Un nodo centrale di Intrecci - Abitiamo il Lametino che stiamo affrontando proprio in questa fase iniziale del progetto, è il diritto alla casa connesso al diritto ad abitare.

Un nodo centrale di Intrecci - Abitiamo il Lametino che stiamo affrontando proprio in questa fase iniziale del progetto, è il diritto alla casa connesso al diritto ad abitare. 

Non si tratta solo di una questione sociale, ma anche di un tema giuridico che attraversa norme internazionali e nazionali e di cui spesso non sappiamo granché. Proviamo a fare chiarezza.

I riferimenti internazionali

A livello internazionale, la Dichiarazione universale dei diritti dell’uomo del 1948 afferma che ogni persona ha diritto a un livello di vita adeguato, che comprende anche l’abitazione. Lo stesso principio è ribadito dal Patto internazionale sui diritti economici, sociali e culturali del 1966, che collega la casa alla dignità e al benessere della persona.

In Europa, la Carta Sociale Europea impegna gli Stati a favorire l’accesso a un alloggio adeguato e a prevenire le situazioni di grave precarietà abitativa.

E in Italia?

La Costituzione italiana non contiene un articolo che riconosca in modo esplicito e diretto un “diritto alla casa”. Tuttavia, l’articolo 47 prevede che la Repubblica favorisca l’accesso alla proprietà dell’abitazione.

Nel tempo, la Corte Costituzionale ha definito la casa come un “bene primario” per la persona, sottolineando che la collettività deve impegnarsi a prevenire la condizione di chi resta senza alloggio. Questo significa che l’abitare è considerato un elemento fondamentale della vita, anche se non esiste un diritto automatico a ottenere una casa dallo Stato.
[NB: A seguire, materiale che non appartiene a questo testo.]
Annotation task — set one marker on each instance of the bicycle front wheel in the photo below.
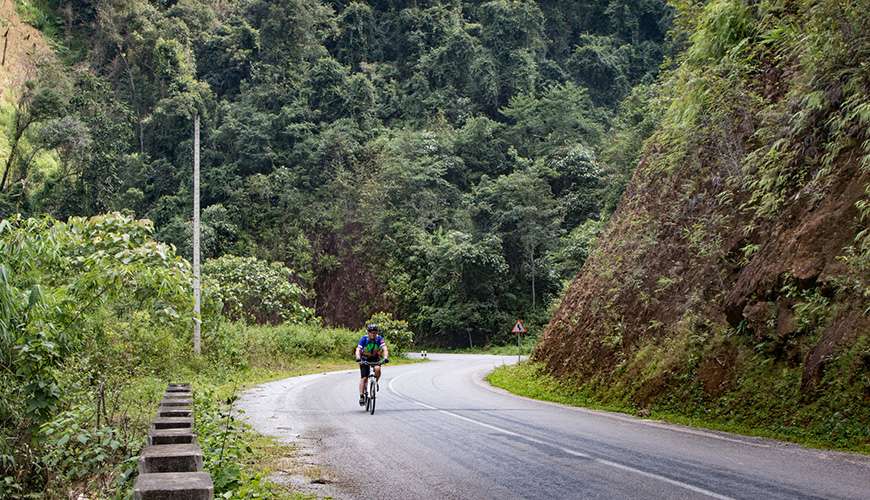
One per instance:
(373, 389)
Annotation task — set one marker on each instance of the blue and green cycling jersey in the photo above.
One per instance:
(368, 347)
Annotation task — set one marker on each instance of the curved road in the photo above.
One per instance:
(440, 431)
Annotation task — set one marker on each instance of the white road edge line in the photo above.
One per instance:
(634, 420)
(569, 451)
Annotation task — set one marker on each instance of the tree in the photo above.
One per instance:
(521, 209)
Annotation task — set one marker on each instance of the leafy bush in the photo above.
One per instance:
(85, 305)
(397, 333)
(254, 291)
(224, 439)
(276, 346)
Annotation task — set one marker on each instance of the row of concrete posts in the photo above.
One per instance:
(170, 466)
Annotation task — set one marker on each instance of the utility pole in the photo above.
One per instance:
(197, 286)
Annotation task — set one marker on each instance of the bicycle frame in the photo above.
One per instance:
(371, 386)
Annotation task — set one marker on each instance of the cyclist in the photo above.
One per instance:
(372, 347)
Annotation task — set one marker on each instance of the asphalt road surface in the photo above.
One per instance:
(440, 431)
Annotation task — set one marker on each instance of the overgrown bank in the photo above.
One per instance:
(95, 319)
(731, 286)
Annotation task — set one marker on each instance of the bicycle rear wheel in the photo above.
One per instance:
(373, 389)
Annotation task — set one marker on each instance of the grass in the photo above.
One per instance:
(253, 456)
(526, 348)
(530, 379)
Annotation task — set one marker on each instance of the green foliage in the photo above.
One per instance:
(225, 442)
(76, 301)
(359, 138)
(396, 332)
(255, 291)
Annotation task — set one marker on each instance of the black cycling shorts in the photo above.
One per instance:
(364, 369)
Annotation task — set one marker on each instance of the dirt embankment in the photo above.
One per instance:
(728, 283)
(22, 49)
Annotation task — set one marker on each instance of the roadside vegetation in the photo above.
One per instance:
(95, 319)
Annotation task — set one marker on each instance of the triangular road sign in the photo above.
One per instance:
(519, 328)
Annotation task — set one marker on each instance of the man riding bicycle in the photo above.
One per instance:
(372, 347)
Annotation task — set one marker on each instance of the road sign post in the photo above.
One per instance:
(519, 329)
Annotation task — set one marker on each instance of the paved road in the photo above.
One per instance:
(440, 431)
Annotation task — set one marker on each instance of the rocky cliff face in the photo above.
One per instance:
(734, 275)
(22, 49)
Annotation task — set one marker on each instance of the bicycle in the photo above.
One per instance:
(371, 387)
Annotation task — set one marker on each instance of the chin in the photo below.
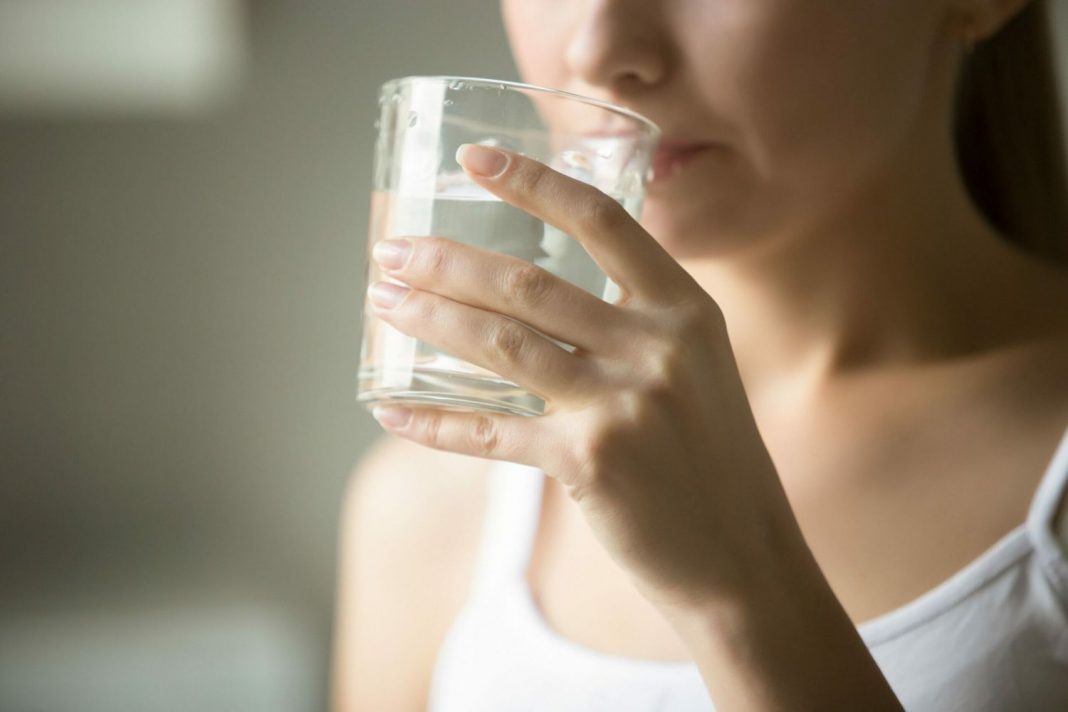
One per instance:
(690, 228)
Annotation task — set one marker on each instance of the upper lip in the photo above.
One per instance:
(675, 145)
(665, 144)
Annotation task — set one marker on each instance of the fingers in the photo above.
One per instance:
(629, 255)
(493, 436)
(486, 338)
(509, 286)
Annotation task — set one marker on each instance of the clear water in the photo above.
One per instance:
(397, 367)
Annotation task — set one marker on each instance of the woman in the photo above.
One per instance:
(807, 462)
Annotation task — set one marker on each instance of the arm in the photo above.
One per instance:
(649, 430)
(783, 642)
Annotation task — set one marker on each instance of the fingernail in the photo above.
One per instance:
(387, 295)
(391, 254)
(392, 416)
(483, 160)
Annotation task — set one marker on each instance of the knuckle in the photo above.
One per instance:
(596, 446)
(423, 307)
(508, 342)
(527, 284)
(484, 436)
(528, 179)
(432, 430)
(605, 215)
(434, 256)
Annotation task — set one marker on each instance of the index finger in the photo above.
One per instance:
(622, 248)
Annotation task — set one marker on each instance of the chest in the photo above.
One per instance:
(884, 528)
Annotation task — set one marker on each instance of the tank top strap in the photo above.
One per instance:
(513, 510)
(1042, 520)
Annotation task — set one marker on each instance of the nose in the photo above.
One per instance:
(618, 46)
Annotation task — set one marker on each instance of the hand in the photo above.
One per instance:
(646, 424)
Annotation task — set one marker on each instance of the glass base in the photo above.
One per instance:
(450, 391)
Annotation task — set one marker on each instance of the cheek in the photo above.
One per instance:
(537, 37)
(831, 92)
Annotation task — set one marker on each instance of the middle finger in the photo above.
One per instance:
(511, 286)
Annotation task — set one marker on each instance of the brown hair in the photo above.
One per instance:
(1009, 137)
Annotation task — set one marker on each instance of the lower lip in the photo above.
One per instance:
(668, 163)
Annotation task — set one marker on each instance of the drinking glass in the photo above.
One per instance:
(420, 190)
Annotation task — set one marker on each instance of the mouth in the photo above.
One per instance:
(671, 157)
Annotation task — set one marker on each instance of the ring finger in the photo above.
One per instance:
(486, 338)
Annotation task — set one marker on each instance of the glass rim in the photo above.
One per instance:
(648, 123)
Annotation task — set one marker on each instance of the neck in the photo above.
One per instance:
(905, 271)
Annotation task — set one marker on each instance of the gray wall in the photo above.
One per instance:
(179, 301)
(181, 310)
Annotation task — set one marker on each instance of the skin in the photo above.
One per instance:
(825, 252)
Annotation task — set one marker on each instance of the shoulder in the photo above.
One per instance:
(410, 523)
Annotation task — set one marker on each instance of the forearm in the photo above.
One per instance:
(784, 643)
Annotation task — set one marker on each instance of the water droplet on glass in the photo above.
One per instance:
(576, 159)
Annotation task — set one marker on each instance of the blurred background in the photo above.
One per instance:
(183, 212)
(184, 194)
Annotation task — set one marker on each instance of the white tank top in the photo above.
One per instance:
(992, 636)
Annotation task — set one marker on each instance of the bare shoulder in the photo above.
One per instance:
(410, 524)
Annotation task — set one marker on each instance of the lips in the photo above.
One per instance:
(671, 156)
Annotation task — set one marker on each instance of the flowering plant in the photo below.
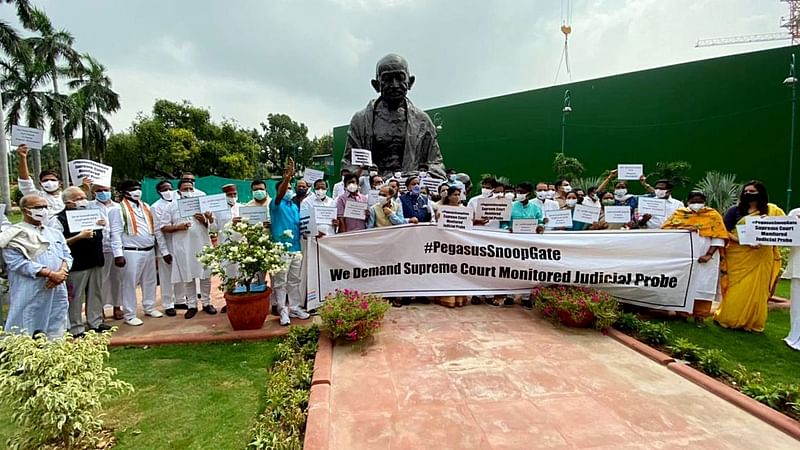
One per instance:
(352, 315)
(576, 306)
(245, 251)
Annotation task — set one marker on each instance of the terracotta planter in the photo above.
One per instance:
(248, 311)
(565, 318)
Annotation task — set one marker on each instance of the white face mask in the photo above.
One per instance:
(39, 214)
(696, 206)
(168, 196)
(50, 186)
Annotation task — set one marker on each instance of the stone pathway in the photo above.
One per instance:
(501, 378)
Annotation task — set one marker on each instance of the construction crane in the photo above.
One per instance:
(791, 23)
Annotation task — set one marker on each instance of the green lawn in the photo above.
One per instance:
(187, 396)
(763, 352)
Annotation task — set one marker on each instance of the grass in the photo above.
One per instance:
(187, 396)
(763, 352)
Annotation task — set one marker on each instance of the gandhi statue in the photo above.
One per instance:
(400, 136)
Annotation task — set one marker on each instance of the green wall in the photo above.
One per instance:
(729, 114)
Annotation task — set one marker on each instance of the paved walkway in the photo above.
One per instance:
(500, 378)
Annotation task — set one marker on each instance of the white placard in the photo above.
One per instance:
(558, 218)
(774, 230)
(189, 206)
(524, 225)
(82, 168)
(494, 208)
(586, 214)
(213, 203)
(656, 207)
(455, 218)
(83, 219)
(253, 214)
(32, 137)
(617, 214)
(355, 210)
(630, 171)
(312, 175)
(360, 157)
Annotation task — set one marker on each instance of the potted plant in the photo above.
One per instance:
(351, 315)
(245, 252)
(576, 306)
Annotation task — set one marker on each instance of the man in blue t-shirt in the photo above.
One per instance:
(285, 216)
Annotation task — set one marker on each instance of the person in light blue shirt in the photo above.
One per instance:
(38, 262)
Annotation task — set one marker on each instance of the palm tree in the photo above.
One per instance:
(51, 47)
(94, 97)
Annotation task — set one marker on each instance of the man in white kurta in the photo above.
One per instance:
(38, 261)
(189, 237)
(138, 260)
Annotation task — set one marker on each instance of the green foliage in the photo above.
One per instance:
(721, 190)
(676, 171)
(567, 167)
(628, 323)
(54, 389)
(282, 424)
(655, 333)
(352, 315)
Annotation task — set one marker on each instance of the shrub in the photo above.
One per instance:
(579, 304)
(352, 315)
(628, 323)
(655, 333)
(53, 389)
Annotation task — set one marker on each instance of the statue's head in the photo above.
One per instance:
(392, 79)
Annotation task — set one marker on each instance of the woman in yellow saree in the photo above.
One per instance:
(753, 270)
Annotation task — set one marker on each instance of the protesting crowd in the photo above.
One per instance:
(62, 278)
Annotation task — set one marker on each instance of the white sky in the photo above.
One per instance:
(313, 59)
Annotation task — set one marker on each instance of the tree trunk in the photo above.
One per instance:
(5, 188)
(62, 141)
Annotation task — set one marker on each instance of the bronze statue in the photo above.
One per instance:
(400, 136)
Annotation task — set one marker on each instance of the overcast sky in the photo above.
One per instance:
(313, 59)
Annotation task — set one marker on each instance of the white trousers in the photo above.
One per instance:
(139, 270)
(793, 340)
(287, 283)
(82, 287)
(190, 291)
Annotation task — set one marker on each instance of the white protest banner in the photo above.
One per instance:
(32, 137)
(558, 218)
(83, 168)
(630, 171)
(774, 230)
(355, 210)
(83, 219)
(189, 206)
(494, 208)
(455, 217)
(654, 206)
(586, 214)
(213, 203)
(617, 214)
(423, 260)
(312, 175)
(360, 157)
(253, 214)
(524, 225)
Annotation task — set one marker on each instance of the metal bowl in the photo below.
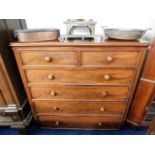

Se ti interessano i riferimenti normativi precisi puoi dare un’occhiata al post che abbiamo pubblicato sui nostri canali social nei giorni scorsi

Cosa significa in concreto

In Italia il diritto ad abitare non è un diritto assoluto che può essere sempre fatto valere in tribunale per ottenere un alloggio. Si realizza soprattutto attraverso politiche pubbliche, come l’edilizia residenziale pubblica e i sostegni per l’accesso alla prima casa.
La legge riconosce inoltre l’importanza della residenza anagrafica, cioè l’iscrizione nei registri del Comune nel luogo in cui si vive abitualmente. La residenza è un diritto e consente di accedere a servizi fondamentali come sanità, scuola e assistenza.

Per concludere

La legge italiana non garantisce automaticamente una casa a chi ne è privo, ma riconosce l’abitare come un elemento essenziale della vita delle persone. Per questo chiede alle istituzioni di promuovere politiche che rendano possibile, nel tempo, l’accesso a un alloggio e la piena partecipazione alla vita della comunità.

Ed è quello che con Intrecci - Abitiamo il Lametino stiamo provando a fare insieme alle persone lametine di origine rom, costruendo con loro percorsi di abitare condiviso e di cittadinanza attiva, affinché possano lasciarsi alle spalle il campo di Scordovillo e tutti i problemi di sicurezza, sanità e mancanza di diritti che porta con sé.